Russia is planning to develop a unique satellite system to monitor climatic changes and survey energy resources in the Arctic region, Russia's top space official said on Thursday.
The Arctica satellite grouping will monitor the weather and environment of the North Pole, pinpoint hydrocarbon deposits on the Arctic shelf, provide telecommunications over the hard-to-access areas and ensure safe air traffic and commercial shipping in the region.
"The creation of the Arctica system will not only allow us to monitor the ecology of the shelf, the water temperatures, the thickness of the ice floe and the pollution levels all year round, but will also ensure the effectiveness and safety of the exploration of the [Arctic] shelf for our and foreign companies," said Anatoly Perminov, the head of the Russian Federal Space Agency Roscosmos.
He said the project would cost about 68 billion rubles ($2.3 billion), but half of the funding could from private investment and potential foreign partners.
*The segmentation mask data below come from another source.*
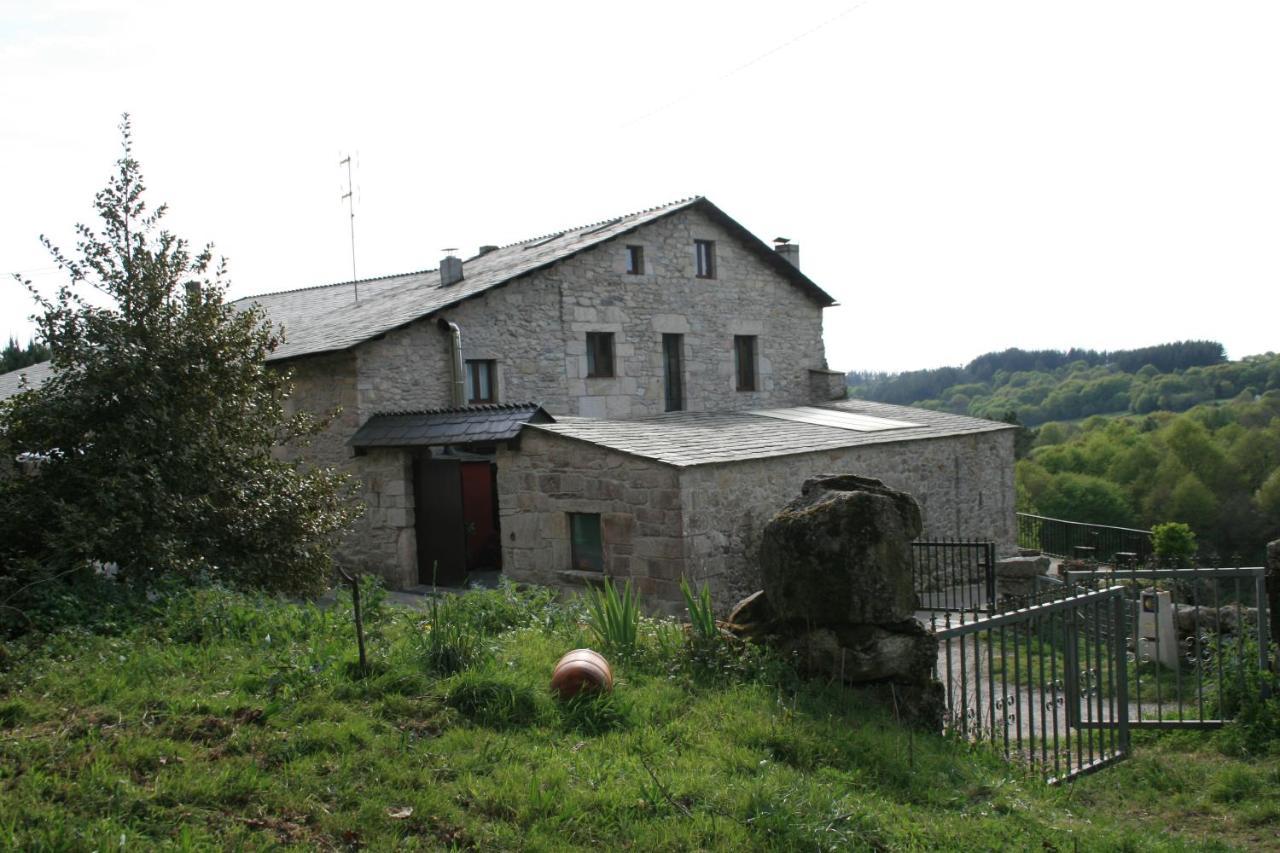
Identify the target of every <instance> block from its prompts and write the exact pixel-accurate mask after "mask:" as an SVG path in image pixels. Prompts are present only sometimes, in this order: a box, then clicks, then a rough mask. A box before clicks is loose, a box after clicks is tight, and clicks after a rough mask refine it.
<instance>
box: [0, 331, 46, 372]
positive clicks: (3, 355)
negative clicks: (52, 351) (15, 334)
mask: <svg viewBox="0 0 1280 853" xmlns="http://www.w3.org/2000/svg"><path fill="white" fill-rule="evenodd" d="M47 360H49V347H46V346H45V345H44V343H36V342H35V341H29V342H28V343H27V346H24V347H22V346H18V338H13V337H12V338H9V343H8V345H5V347H4V350H0V373H9V371H10V370H18V369H19V368H26V366H29V365H33V364H40V362H41V361H47Z"/></svg>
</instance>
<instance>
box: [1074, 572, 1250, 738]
mask: <svg viewBox="0 0 1280 853" xmlns="http://www.w3.org/2000/svg"><path fill="white" fill-rule="evenodd" d="M1064 578H1065V579H1066V581H1068V583H1069V584H1073V585H1076V587H1079V588H1089V589H1097V588H1101V587H1110V588H1116V589H1120V590H1121V593H1123V596H1124V598H1125V608H1124V613H1125V625H1124V638H1125V653H1126V657H1128V660H1129V665H1130V692H1129V694H1130V713H1129V724H1130V725H1132V726H1140V727H1148V729H1179V727H1196V729H1207V727H1215V726H1221V725H1222V724H1224V722H1226V721H1229V720H1230V719H1231V717H1233V716H1234V715H1235V711H1236V708H1238V707H1239V703H1240V701H1242V699H1243V698H1244V697H1245V694H1247V692H1248V690H1253V692H1261V693H1263V694H1266V692H1268V689H1270V679H1267V678H1257V676H1258V675H1262V674H1266V672H1267V671H1268V647H1270V639H1271V638H1270V637H1268V622H1270V620H1268V619H1267V597H1266V570H1265V569H1263V567H1261V566H1245V567H1221V569H1219V567H1201V569H1102V570H1091V571H1066V573H1064Z"/></svg>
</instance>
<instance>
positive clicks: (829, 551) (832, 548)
mask: <svg viewBox="0 0 1280 853" xmlns="http://www.w3.org/2000/svg"><path fill="white" fill-rule="evenodd" d="M919 534H920V507H919V505H918V503H916V502H915V498H913V497H911V496H910V494H906V493H905V492H897V491H895V489H891V488H888V487H886V485H884V484H883V483H881V482H879V480H873V479H868V478H863V476H852V475H849V474H845V475H827V476H817V478H813V479H809V480H805V483H804V487H803V488H801V491H800V497H799V498H796V500H795V501H792V502H791V503H788V505H787V506H786V507H785V508H783V510H782V511H781V512H778V514H777V515H776V516H774V517H773V519H772V520H771V521H769V523H768V524H767V525H765V528H764V532H763V537H762V542H760V570H762V575H763V579H764V594H765V597H767V598H768V602H769V606H771V607H772V608H773V611H774V612H776V613H777V616H778V617H780V619H783V620H797V621H804V622H806V624H809V625H818V626H822V625H826V626H831V625H888V624H896V622H902V621H905V620H909V619H911V616H913V613H914V612H915V592H914V589H913V585H911V540H913V539H915V538H916V537H918V535H919Z"/></svg>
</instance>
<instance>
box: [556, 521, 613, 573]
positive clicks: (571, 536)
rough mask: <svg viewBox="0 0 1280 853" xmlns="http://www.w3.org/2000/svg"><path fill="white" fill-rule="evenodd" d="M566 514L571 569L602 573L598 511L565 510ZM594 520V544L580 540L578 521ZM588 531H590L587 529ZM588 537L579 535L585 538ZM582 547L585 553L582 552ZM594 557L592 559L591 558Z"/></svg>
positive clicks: (593, 572)
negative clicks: (590, 511)
mask: <svg viewBox="0 0 1280 853" xmlns="http://www.w3.org/2000/svg"><path fill="white" fill-rule="evenodd" d="M564 515H567V516H568V555H570V556H568V558H570V567H571V569H572V570H573V571H591V573H599V574H602V575H603V574H604V528H603V525H602V524H600V514H599V512H566V514H564ZM593 521H594V534H595V543H594V546H593V544H591V543H589V542H581V543H580V537H579V523H584V524H589V525H590V524H591V523H593ZM588 532H590V530H589V529H588ZM586 538H588V537H581V539H586ZM584 548H585V551H586V553H584ZM593 557H594V560H593Z"/></svg>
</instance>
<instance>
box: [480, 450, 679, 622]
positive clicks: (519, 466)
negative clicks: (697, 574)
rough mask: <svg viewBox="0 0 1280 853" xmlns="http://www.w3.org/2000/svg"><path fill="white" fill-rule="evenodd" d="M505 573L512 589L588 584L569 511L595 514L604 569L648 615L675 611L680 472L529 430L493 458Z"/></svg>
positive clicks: (678, 581)
mask: <svg viewBox="0 0 1280 853" xmlns="http://www.w3.org/2000/svg"><path fill="white" fill-rule="evenodd" d="M498 505H499V512H500V526H502V561H503V573H504V574H506V575H507V576H508V578H511V579H513V580H518V581H526V583H536V584H547V585H552V587H575V585H584V584H585V583H588V581H589V580H590V579H593V578H598V576H599V575H596V574H595V573H584V571H573V570H572V567H571V549H570V533H568V514H570V512H599V514H600V534H602V539H603V544H604V569H605V573H607V574H608V575H611V576H613V578H623V579H626V578H632V579H634V580H635V584H636V588H637V589H639V590H640V592H641V593H643V594H644V596H645V599H646V602H648V603H649V606H650V607H654V608H657V610H675V607H676V606H678V605H680V602H681V597H680V575H681V570H682V567H684V566H682V553H684V552H682V544H681V534H682V529H681V516H680V492H678V478H677V473H676V469H673V467H669V466H666V465H659V464H657V462H650V461H646V460H641V459H637V457H632V456H626V455H623V453H617V452H614V451H609V450H604V448H602V447H595V446H591V444H586V443H582V442H575V441H571V439H564V438H559V437H557V435H549V434H547V433H540V432H538V430H534V429H526V430H525V432H524V434H522V435H521V439H520V447H518V450H507V448H499V451H498Z"/></svg>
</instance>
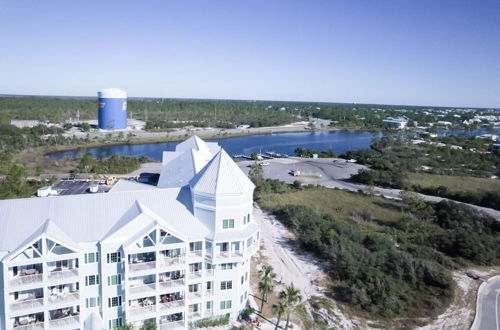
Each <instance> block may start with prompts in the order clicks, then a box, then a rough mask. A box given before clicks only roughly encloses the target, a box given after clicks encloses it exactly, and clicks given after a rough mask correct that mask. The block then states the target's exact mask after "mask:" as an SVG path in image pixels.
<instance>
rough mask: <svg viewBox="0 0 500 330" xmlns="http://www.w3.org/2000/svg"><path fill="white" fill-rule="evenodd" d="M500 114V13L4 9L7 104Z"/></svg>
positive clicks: (3, 39)
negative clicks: (191, 107) (442, 107)
mask: <svg viewBox="0 0 500 330" xmlns="http://www.w3.org/2000/svg"><path fill="white" fill-rule="evenodd" d="M105 87H119V88H122V89H124V90H126V91H127V92H128V93H129V95H130V96H137V97H140V96H150V97H174V98H177V97H179V98H225V99H268V100H301V101H333V102H358V103H389V104H421V105H449V106H482V107H500V1H498V0H495V1H479V0H478V1H473V0H467V1H462V0H446V1H445V0H443V1H440V0H365V1H347V0H346V1H335V0H326V1H292V0H283V1H278V0H276V1H273V0H263V1H260V0H248V1H243V0H242V1H239V0H231V1H219V0H217V1H212V0H205V1H191V0H180V1H169V0H158V1H156V0H144V1H137V0H134V1H127V0H122V1H107V0H106V1H104V0H103V1H91V0H85V1H80V0H71V1H68V0H46V1H40V0H31V1H27V0H9V1H6V0H0V93H3V94H48V95H95V93H96V91H97V90H98V89H101V88H105Z"/></svg>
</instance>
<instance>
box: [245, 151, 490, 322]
mask: <svg viewBox="0 0 500 330" xmlns="http://www.w3.org/2000/svg"><path fill="white" fill-rule="evenodd" d="M265 161H266V162H267V163H269V165H267V166H263V167H262V168H263V170H264V177H265V178H266V179H278V180H281V181H284V182H288V183H292V182H293V181H295V180H299V181H301V182H302V183H304V184H315V185H322V186H324V187H327V188H339V189H345V190H351V191H359V190H362V191H367V190H368V189H371V187H368V186H367V185H364V184H360V183H354V182H351V181H350V180H349V179H350V177H351V174H354V173H357V172H358V171H359V170H360V169H362V168H366V166H363V165H359V164H355V163H348V162H346V160H345V159H340V158H318V159H311V158H299V157H290V158H275V159H270V160H265ZM254 163H255V161H242V162H238V166H239V167H240V168H241V169H242V170H243V171H244V172H245V173H247V174H248V172H249V170H250V166H251V165H253V164H254ZM292 170H299V171H300V173H301V175H302V176H299V177H296V176H292V175H291V174H290V171H292ZM373 189H374V190H375V192H378V193H379V194H381V195H383V196H384V197H386V198H392V199H401V197H400V194H401V191H402V190H400V189H391V188H381V187H373ZM419 195H420V197H422V198H423V199H424V200H426V201H430V202H439V201H441V200H443V199H444V198H440V197H436V196H429V195H424V194H419ZM457 203H460V202H457ZM463 204H466V205H468V206H470V207H472V208H475V209H476V210H480V211H483V212H485V213H487V214H489V215H490V216H491V217H493V218H495V219H497V220H500V211H497V210H494V209H490V208H486V207H481V206H477V205H472V204H467V203H463ZM498 330H500V329H498Z"/></svg>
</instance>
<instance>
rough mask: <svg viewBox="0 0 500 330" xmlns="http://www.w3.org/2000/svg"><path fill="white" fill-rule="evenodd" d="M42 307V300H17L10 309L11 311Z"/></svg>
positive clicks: (32, 299)
mask: <svg viewBox="0 0 500 330" xmlns="http://www.w3.org/2000/svg"><path fill="white" fill-rule="evenodd" d="M41 306H43V298H35V299H26V300H19V301H16V302H13V303H12V304H10V309H11V310H13V311H19V310H27V309H32V308H36V307H41Z"/></svg>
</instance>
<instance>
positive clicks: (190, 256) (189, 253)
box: [188, 250, 203, 258]
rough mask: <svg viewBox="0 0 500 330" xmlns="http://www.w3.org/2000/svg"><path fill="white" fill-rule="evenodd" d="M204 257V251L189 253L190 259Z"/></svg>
mask: <svg viewBox="0 0 500 330" xmlns="http://www.w3.org/2000/svg"><path fill="white" fill-rule="evenodd" d="M202 256H203V250H192V251H189V254H188V257H189V258H200V257H202Z"/></svg>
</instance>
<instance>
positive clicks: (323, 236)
mask: <svg viewBox="0 0 500 330" xmlns="http://www.w3.org/2000/svg"><path fill="white" fill-rule="evenodd" d="M258 175H259V173H254V175H253V178H254V182H256V183H257V184H258V186H257V198H260V197H263V196H265V198H272V195H273V194H283V193H288V192H291V191H293V190H295V189H322V188H315V187H300V186H293V185H288V184H285V183H283V182H280V181H277V180H264V179H259V178H258ZM270 211H272V212H273V213H274V214H275V215H276V217H277V218H278V219H279V220H280V221H282V222H283V224H285V225H286V226H287V227H288V228H289V229H291V230H292V231H293V232H294V234H295V235H296V237H297V240H298V242H299V243H300V245H301V246H302V247H303V248H304V249H305V250H307V251H311V252H314V253H315V254H316V255H317V256H318V257H319V258H321V259H322V260H323V261H324V262H325V264H326V265H327V266H328V269H329V274H330V276H331V277H332V279H334V280H336V281H337V282H336V283H339V284H338V285H337V286H336V287H335V288H334V290H335V293H336V295H337V297H338V298H339V299H342V300H344V301H345V302H347V303H348V304H350V305H352V306H353V307H355V308H360V309H362V310H364V311H366V312H369V313H371V314H373V315H378V316H380V317H384V318H393V317H396V316H416V317H421V316H427V315H428V313H435V312H436V311H437V310H439V309H442V308H444V307H445V306H446V305H447V304H448V302H449V300H450V299H451V298H452V296H453V293H454V282H453V280H452V277H451V275H450V270H451V269H456V268H458V267H462V266H464V265H498V264H500V250H499V249H498V248H497V246H498V244H499V243H500V236H499V233H500V223H499V222H497V221H495V220H494V219H492V218H490V217H488V216H486V215H485V214H483V213H480V212H477V211H475V210H473V209H471V208H469V207H467V206H465V205H462V204H456V203H451V202H447V201H443V202H440V203H438V204H432V203H427V202H425V201H423V200H421V199H419V198H418V197H416V196H415V195H413V194H412V193H407V194H405V196H403V211H404V212H403V216H402V217H401V219H400V220H399V221H397V222H395V223H394V222H385V221H383V219H379V220H377V226H376V227H372V226H367V225H364V224H363V223H358V222H351V221H345V220H339V219H337V218H336V216H335V215H333V214H319V213H317V212H316V211H315V206H314V205H311V206H310V207H305V206H299V205H293V204H290V205H285V206H278V207H276V208H274V209H272V210H270ZM367 221H375V220H367ZM372 228H379V229H377V230H374V229H372Z"/></svg>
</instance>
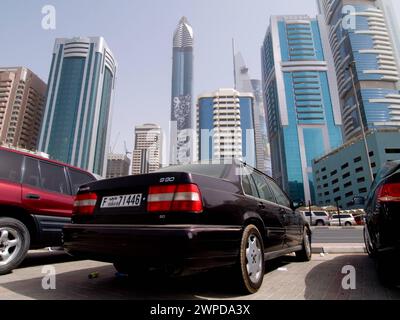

The basic configuration of the system envisions two sun-synchronous orbit satellites and two high-elliptic orbit satellites for remote sensing and ecological monitoring of the region.
"If we start the work on the system today using the results of the previous research and development, the first of the four satellites could be put into orbit in three years," Perminov said.
Additional satellites will provide telecommunications services across the Arctic, which will be in demand as energy companies expand their operations in the region, attracted by the vast hydrocarbon deposits that will become more accessible as rising global temperatures lead to a reduction in sea ice.
The potential riches on offer have brought the Arctic to the center of geopolitical wrangling between the United States, Russia, Canada, Norway, and Denmark.
Under international law, each of the five Arctic Circle countries has a 322-kilometer (200-mile) exclusive economic zone in the Arctic Ocean.
However, under the United Nations Convention on the Law of the Sea, if a country can show its continental shelf extends beyond the 200-mile limit, it can claim a right to more of the ocean floor.
Russia has undertaken two Arctic expeditions - to the Mendeleyev underwater chain in 2005 and to the Lomonosov Ridge in the summer of 2007 - to support its territorial claims in the region.
It first claimed the territory in 2001, but the United Nations demanded more conclusive evidence.
Russia has said it will invest some 1.5 billion rubles ($50 million) in defining the extent of its continental shelf in the Arctic in 2010.
Russian Prime Minister Vladimir Putin reiterated on Thursday while visiting the Franz Josef Land, an archipelago in the far north of Russia, that the country has "profound geopolitical interests" in the Arctic region.